The central bank also reported as of June 14 this year, credit institutions have offered loan moratoria to more than 241,000 customers with outstanding loans of VNĐ326.3 trillion.

Under the influence of the COVID-19 pandemic, the NPLs have obviously been increasing but the extent of NPLs is currently understated. The real picture of bad debt is clouded by banks’ profit figures amounting to trillions of đồng and the unchanged regulations of classification of loans as non-performing.

In absolute terms, profits of many banks are really high, but in relative terms, their ROE (Return on Equity) and ROA (Return on Assets) are small compared to other industries, especially companies listed on the stock market. The profit might be lower if banks have to raise provisions for loan forbearance.

In the World Bank’s latest report themed “Digital Việt Nam: the Path to Tomorrow” released in late August, the organisation also warned of “the risk of non-payment of these loans might be transferred from the real to the financial sector, which could become more vulnerable over time.”

This is the upshot of purposely lending without ensuring transparency about the economic rationale for granting such loans, their size and allocation.

Though recognising the Government’s efforts to maintain the financial stability as of the end of June 2021, WB has also seen signs of deterioration of loan quality in some banks.

This could be attributed to the fact that low-income households and small- and medium-sized enterprises, severely affected by the COVID-19 pandemic, will have fewer and fewer assets to buffer them against insolvency.

The WB report shows the overall bank capital adequacy ratio declined from 11.95 per cent at the end of 2019 to 11.13 per cent in December 2020, and 11.1 per cent as of the end of June 2021.

“These overall figures may mask the vulnerability of some individual commercial banks, including those that are undercapitalised, as reflected by their inability to meet the Basel II requirements.”

Carmen Reinhart, vice president and chief economist of the World Bank Group, at the very beginning of the year wrote a blog, warning of a quiet financial crisis post-pandemic.

She said: “Firms’ high leverage on the eve of the pandemic will amplify the financial sector’s balance-sheet problems…Balance-sheet damage takes time to repair.”

Well-prepared to deal with bad debt

Clearly, as long as the pandemic is not under control, businesses will not be able to return to normal production activities, so it is necessary for the central bank to extend its support policies.

However, in the muddling-through stage when the real picture of the banking system is still obscure, the SBV must be vigilant about the rising risks associated with non-performing loans.

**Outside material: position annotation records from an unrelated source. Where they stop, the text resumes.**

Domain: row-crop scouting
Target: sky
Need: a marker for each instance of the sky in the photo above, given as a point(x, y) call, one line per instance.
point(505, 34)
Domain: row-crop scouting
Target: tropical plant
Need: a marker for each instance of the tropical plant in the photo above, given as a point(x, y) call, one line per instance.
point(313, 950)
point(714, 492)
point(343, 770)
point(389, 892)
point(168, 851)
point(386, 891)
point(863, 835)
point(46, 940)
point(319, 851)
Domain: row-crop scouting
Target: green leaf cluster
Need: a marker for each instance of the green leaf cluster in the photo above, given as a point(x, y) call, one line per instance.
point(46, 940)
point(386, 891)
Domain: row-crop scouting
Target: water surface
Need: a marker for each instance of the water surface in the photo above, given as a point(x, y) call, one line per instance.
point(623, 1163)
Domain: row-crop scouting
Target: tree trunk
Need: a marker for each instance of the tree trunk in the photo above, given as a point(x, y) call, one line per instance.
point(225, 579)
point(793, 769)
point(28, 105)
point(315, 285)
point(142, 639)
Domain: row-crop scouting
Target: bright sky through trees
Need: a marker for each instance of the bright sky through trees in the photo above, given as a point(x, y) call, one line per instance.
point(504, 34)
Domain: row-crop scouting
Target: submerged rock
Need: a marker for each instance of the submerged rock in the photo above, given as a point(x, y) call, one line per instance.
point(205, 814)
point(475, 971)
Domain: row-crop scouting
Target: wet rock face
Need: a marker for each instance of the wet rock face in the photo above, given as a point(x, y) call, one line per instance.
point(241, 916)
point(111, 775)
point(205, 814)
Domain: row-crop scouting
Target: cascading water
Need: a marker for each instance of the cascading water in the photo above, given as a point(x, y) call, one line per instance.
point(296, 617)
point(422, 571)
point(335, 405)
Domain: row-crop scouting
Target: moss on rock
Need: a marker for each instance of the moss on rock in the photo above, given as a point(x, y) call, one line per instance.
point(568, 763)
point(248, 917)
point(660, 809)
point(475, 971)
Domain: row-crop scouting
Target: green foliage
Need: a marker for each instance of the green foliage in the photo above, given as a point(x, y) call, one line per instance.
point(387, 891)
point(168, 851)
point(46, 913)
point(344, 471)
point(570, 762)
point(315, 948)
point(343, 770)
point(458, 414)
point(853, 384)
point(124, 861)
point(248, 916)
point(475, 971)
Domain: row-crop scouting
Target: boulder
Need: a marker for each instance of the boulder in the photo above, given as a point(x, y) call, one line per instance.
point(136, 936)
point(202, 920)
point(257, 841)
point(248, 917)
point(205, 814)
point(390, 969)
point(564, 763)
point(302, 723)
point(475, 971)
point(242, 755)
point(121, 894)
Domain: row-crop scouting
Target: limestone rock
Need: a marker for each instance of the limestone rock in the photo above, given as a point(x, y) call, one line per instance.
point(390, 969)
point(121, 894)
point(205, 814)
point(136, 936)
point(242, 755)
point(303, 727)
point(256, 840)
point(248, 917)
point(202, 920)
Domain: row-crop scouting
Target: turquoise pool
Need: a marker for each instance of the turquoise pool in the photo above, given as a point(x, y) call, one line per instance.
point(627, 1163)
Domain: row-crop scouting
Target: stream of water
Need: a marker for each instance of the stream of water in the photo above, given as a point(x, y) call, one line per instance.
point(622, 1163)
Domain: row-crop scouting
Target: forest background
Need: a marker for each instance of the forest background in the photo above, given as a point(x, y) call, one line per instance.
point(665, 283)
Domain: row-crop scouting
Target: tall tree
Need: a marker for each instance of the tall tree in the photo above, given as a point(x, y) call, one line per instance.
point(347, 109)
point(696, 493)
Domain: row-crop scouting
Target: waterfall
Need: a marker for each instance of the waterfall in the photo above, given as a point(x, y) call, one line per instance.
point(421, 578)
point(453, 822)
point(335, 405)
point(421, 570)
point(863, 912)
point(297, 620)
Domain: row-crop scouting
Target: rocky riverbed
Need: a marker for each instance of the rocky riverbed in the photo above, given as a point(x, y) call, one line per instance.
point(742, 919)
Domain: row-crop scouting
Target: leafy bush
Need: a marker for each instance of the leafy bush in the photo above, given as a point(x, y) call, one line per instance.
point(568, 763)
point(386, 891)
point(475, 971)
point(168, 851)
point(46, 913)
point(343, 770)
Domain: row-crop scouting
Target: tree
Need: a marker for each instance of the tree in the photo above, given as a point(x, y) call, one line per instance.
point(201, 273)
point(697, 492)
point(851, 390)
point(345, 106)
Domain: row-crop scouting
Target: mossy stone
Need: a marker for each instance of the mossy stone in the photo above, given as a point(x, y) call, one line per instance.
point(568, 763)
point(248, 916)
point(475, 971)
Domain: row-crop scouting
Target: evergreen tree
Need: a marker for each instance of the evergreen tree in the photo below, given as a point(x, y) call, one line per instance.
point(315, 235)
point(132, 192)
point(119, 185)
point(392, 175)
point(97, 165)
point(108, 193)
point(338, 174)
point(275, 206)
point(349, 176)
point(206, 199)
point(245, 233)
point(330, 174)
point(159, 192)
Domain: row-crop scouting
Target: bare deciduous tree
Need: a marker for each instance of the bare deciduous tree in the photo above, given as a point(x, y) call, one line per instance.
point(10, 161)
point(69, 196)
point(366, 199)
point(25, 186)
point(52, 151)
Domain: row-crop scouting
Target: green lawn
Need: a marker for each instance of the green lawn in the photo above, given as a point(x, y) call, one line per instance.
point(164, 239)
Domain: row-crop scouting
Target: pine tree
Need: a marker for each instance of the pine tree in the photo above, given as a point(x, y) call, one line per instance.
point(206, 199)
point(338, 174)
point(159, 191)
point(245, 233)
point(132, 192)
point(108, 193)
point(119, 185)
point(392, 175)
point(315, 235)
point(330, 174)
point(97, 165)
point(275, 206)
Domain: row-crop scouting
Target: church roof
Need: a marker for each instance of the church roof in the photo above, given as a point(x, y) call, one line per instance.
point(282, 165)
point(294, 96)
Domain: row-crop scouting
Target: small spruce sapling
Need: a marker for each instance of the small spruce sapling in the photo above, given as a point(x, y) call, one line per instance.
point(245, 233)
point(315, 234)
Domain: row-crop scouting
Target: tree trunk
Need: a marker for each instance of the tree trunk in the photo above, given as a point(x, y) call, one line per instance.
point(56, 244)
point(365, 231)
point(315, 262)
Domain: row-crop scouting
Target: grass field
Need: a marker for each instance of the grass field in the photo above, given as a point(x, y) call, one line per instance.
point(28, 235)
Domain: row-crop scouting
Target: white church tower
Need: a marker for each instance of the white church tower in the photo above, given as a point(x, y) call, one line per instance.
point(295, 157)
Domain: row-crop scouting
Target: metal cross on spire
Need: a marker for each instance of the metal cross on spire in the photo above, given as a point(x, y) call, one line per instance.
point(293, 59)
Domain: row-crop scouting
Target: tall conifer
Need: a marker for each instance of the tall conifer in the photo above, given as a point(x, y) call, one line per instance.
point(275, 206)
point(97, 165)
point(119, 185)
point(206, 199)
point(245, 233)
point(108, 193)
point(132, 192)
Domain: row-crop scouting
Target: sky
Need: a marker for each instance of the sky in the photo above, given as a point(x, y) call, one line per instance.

The central bank must wisely use the monetary tool to ensure the benefits of three stakeholders: enterprises, the banking system and depositors.

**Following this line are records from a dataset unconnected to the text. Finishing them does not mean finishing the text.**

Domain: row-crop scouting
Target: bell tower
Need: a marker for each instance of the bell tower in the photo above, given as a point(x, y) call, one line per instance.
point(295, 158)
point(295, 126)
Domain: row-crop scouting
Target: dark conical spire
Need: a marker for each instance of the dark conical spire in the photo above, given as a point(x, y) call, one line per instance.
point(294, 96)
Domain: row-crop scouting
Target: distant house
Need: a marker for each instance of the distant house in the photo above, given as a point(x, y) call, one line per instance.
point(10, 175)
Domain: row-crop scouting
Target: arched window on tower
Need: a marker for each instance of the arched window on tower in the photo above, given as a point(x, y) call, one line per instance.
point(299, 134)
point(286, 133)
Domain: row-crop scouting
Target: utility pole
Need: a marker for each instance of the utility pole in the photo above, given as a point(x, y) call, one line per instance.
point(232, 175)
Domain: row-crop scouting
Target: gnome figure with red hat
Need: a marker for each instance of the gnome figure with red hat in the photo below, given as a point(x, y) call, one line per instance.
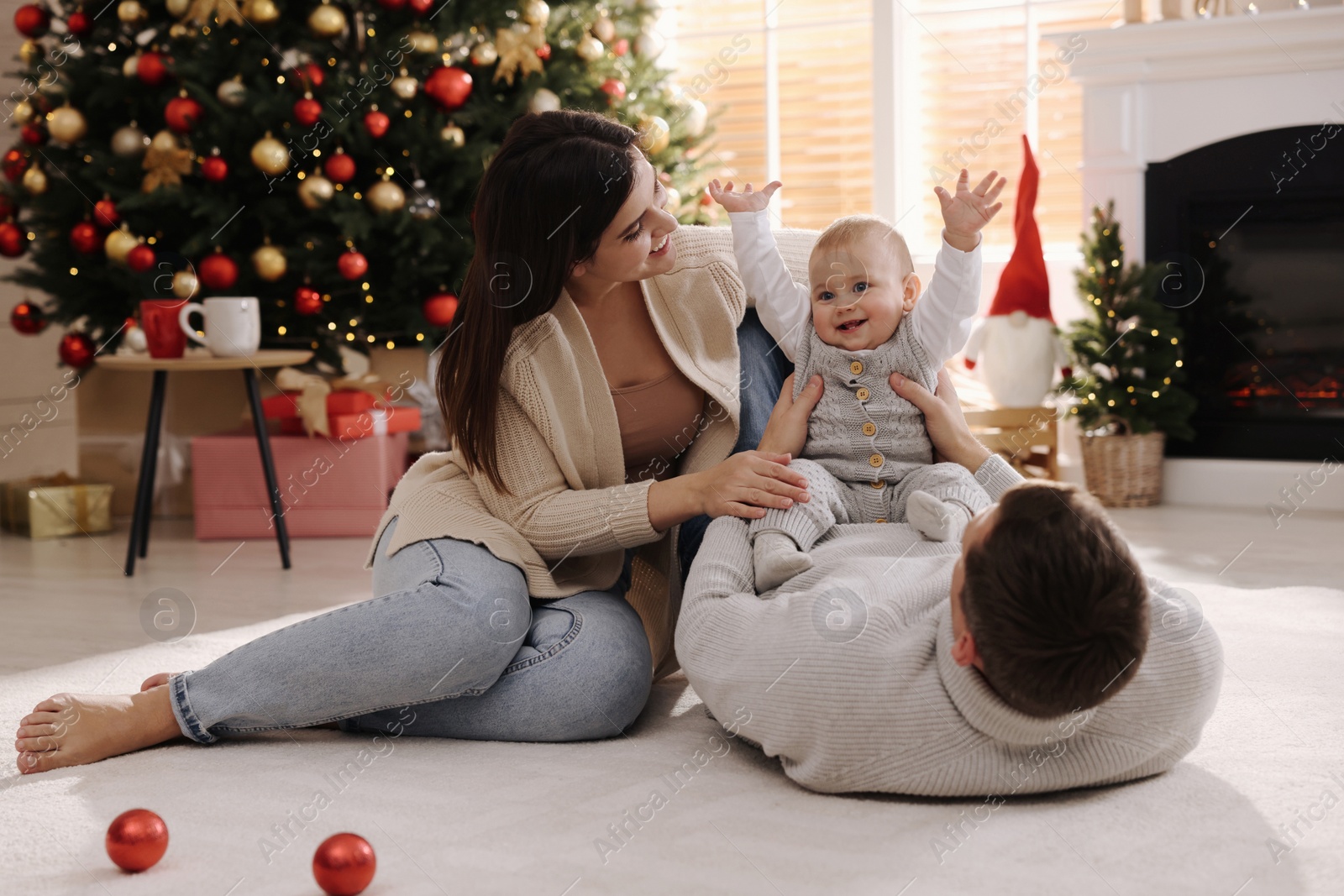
point(1016, 347)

WB experts suggest in their report that a resolution plan for non-performing loans be adopted, and a mechanism for dealing with weak and troubled banks be well-defined, while commercial banks be continuously forced to arrange capital to meet Basel II requirements.

In the long run, enterprises not only need to avoid falling into insolvency but catch up with the world economic recovery. Therefore, besides bailout packages and appropriately relaxed monetary policy, the Government must provide more support in terms of digital transformation and labour training.

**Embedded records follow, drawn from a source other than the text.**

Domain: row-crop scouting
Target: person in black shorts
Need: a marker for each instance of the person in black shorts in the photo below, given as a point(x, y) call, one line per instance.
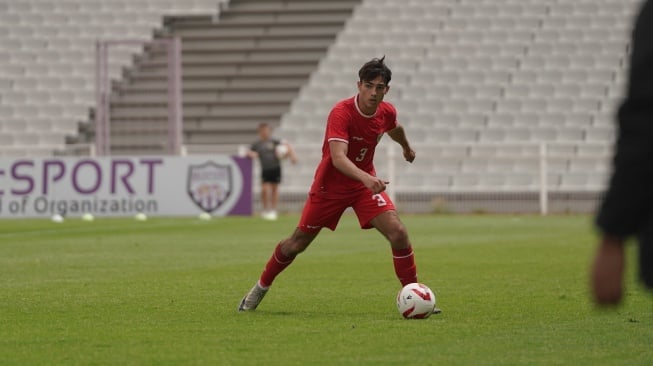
point(627, 208)
point(269, 151)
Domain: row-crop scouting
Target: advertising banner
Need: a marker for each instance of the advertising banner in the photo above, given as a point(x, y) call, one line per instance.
point(123, 186)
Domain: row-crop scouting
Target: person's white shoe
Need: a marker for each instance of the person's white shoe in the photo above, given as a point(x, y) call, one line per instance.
point(253, 298)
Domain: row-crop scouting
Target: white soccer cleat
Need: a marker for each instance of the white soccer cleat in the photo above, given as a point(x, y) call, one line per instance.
point(253, 298)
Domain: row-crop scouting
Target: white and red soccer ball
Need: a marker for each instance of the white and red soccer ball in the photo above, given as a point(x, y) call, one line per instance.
point(416, 301)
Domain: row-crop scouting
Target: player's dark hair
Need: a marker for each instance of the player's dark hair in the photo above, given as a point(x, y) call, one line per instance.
point(375, 68)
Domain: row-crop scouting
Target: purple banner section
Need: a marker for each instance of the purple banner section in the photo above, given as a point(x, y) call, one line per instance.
point(122, 186)
point(244, 205)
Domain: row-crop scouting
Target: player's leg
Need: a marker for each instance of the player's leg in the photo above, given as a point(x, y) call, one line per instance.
point(275, 180)
point(379, 212)
point(265, 196)
point(274, 200)
point(284, 254)
point(317, 214)
point(645, 239)
point(403, 258)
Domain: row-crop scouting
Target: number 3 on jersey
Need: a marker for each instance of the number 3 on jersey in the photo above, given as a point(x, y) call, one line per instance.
point(361, 155)
point(380, 201)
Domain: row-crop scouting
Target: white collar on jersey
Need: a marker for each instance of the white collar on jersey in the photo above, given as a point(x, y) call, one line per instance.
point(361, 112)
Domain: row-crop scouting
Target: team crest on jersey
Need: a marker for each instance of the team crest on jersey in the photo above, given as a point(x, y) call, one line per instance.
point(209, 185)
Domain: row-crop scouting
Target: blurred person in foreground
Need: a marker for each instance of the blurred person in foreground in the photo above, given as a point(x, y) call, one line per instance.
point(267, 150)
point(627, 209)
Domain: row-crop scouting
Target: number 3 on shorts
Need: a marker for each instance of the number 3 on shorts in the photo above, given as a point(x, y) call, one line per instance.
point(380, 201)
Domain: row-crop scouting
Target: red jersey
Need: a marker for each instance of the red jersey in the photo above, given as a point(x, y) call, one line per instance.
point(362, 133)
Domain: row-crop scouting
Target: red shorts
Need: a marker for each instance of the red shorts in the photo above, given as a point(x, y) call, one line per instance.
point(323, 211)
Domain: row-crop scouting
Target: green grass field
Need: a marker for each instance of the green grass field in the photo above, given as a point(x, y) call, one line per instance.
point(513, 290)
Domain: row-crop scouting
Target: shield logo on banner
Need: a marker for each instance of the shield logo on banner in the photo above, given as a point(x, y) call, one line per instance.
point(209, 185)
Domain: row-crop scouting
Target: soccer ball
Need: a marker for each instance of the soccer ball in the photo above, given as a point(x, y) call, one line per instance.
point(415, 301)
point(281, 151)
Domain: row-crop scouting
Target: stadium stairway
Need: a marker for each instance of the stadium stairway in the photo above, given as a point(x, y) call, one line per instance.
point(239, 69)
point(47, 50)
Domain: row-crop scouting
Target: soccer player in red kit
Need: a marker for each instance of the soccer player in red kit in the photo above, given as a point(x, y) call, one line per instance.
point(346, 178)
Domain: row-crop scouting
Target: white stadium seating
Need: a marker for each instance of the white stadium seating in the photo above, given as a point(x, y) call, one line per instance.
point(473, 80)
point(474, 74)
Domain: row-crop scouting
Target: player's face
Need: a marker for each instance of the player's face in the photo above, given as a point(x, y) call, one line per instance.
point(264, 133)
point(370, 94)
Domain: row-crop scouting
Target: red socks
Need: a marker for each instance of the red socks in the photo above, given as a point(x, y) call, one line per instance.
point(405, 268)
point(277, 263)
point(404, 263)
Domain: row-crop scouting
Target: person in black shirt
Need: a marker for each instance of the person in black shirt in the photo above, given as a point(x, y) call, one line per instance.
point(269, 151)
point(627, 209)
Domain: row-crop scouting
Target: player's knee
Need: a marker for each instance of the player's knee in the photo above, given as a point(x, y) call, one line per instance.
point(296, 244)
point(398, 235)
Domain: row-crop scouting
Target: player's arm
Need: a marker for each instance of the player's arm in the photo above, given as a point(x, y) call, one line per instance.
point(291, 153)
point(252, 154)
point(399, 135)
point(341, 162)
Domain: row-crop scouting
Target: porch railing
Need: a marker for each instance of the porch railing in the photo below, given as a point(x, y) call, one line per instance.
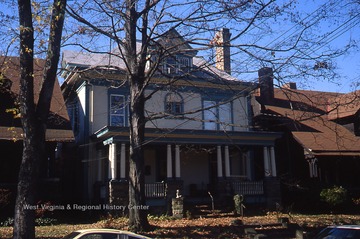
point(154, 190)
point(248, 188)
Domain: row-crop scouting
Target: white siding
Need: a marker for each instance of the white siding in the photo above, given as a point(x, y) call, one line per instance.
point(101, 107)
point(192, 102)
point(240, 114)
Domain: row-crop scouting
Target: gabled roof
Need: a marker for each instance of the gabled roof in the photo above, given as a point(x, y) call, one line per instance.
point(58, 125)
point(345, 105)
point(314, 130)
point(171, 40)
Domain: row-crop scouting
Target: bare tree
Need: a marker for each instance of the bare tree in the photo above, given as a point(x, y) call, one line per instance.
point(34, 115)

Without taking prudent actions, misleading policies might end up with preventing the economy from making a fast recovery. — VNS

*Võ Trí Thành is a former vice-president of the Central Institute for Economic Management (CIEM) and a member of the National Financial and Monetary Policy Advisory Council. The holder of a doctorate in economics from the Australian National University, Thanh mainly undertakes research and provides consultation on issues related to macroeconomic policies, trade liberalisation and international economic integration. Other areas of interest include institutional reforms and financial systems.